Posted by: William S | Oct 18, 2004 1:49:38 AM
JP, most people here probably don't know each other. I did live in Michigan until a few months ago. I now live and work in Alexandria, VA, just a few miles south of DC.
Posted by: Haggai | Oct 18, 2004 10:42:46 AM
Haggai -
Welcome to the Greater Metropolitan D.C. area!
Hope you're enjoying it so far.
Posted by: SoCalJustice | Oct 18, 2004 10:59:37 AM
Thanks, SoCal. I always liked this area a lot, so I'm having a great time living here. Whereabouts do you live?
Posted by: Haggai | Oct 18, 2004 11:05:52 AM
You're welcome - and I agree, it is a great area.
I live in Dupont Circle - I've been there for about the past 2 years. Before that I lived up in Cleveland Park.
Posted by: SoCalJustice | Oct 18, 2004 11:13:47 AM
OK, here's a little secret- revolutions happen when the people out of power decide it's THEIR turn to make reality.
For example, everyone with a finger in the pie is going to dither about universal healthcare until the cows come home. What needs to happen is for a majority to say "To h--l with that- other countries like us have healthcare and it's just a question of deciding to do it."

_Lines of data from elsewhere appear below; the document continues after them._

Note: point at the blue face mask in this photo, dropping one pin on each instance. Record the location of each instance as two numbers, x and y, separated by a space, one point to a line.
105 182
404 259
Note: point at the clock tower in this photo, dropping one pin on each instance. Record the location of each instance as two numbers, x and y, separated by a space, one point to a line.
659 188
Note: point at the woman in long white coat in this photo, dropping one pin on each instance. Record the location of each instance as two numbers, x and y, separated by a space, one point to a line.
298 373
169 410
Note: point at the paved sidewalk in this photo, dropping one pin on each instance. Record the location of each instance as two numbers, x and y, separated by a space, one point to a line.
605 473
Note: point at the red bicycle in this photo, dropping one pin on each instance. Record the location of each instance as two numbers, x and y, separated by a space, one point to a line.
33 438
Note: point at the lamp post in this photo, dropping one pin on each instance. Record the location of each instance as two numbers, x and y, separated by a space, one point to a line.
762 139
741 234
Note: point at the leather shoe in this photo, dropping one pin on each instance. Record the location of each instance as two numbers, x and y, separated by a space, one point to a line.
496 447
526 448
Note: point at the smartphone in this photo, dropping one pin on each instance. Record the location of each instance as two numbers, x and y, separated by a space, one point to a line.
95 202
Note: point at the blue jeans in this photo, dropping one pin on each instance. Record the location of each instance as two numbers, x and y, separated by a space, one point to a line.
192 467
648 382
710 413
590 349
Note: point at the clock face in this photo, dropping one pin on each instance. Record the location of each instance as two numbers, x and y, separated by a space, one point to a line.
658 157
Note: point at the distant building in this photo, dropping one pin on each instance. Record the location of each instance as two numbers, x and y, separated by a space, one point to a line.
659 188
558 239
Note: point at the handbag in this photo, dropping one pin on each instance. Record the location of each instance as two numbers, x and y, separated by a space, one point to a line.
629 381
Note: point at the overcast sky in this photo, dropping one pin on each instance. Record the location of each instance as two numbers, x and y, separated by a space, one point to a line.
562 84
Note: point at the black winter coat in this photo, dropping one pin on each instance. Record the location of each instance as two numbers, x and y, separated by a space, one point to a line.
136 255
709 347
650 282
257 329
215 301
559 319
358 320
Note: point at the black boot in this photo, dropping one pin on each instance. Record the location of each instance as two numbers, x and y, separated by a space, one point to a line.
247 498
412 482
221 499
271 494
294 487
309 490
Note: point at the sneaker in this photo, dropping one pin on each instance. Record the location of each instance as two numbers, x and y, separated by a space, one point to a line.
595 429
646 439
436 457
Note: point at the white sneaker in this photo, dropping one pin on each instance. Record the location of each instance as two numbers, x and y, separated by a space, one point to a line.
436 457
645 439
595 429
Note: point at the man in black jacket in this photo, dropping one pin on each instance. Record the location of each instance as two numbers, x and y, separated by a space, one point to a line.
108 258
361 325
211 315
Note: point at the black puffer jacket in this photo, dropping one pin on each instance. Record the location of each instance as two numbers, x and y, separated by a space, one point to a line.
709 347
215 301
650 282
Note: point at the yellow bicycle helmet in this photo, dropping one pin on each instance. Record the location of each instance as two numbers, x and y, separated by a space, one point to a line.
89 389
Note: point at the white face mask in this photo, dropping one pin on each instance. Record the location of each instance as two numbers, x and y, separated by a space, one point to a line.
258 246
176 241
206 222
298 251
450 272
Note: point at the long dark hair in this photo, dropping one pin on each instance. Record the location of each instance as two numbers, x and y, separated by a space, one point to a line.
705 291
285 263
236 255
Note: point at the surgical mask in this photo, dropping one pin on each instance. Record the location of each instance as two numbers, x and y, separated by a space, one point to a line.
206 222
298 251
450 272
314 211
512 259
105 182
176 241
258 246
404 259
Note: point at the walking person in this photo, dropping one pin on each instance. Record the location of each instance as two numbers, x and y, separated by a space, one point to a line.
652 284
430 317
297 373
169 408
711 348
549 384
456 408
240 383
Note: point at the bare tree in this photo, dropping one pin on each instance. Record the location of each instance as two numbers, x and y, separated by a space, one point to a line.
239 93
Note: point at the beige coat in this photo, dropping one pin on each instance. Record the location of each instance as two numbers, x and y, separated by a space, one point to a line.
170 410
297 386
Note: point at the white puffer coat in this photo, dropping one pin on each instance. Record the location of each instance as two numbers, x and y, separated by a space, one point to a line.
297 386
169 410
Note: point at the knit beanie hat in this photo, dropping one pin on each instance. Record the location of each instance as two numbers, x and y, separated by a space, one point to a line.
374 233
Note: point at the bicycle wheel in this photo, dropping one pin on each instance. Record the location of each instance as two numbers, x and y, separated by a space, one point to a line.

Caveat time- in Britain, social welfare reflects obligations going back to feudal times. Their social welfare system is not built on revolution, but on fulfilling promises made by previous generations as society changed.
You can't suspend a universal reality, but a lot of our problems are caused by a temporary suspension of a local reality. One way or the other, solving these problems will involve taking 'reality' by the neck and shaking a little sense into it.
Posted by: serial catowner | Oct 18, 2004 11:26:54 AM
Ah, the perfect place to ask the question I, as a non-philosopher, had. This notion that, as Masters of Empire, the Bushies redefine reality - where does it come from? My (very poor) understanding of upthread discussion is that you're talking about the origins of the self-delusion, but do either Strauss or Trotsky/Lenin/Marx seriously suggest anything like this notion? Up til now, those had been the sources, as I understood it, of much neocon self-delusion, but it's not clear to me wehther any of them believed that, with enough power, the ruling elite can redefine reality.
Sorry this has nothing to do with BOC, but I'd love an answer.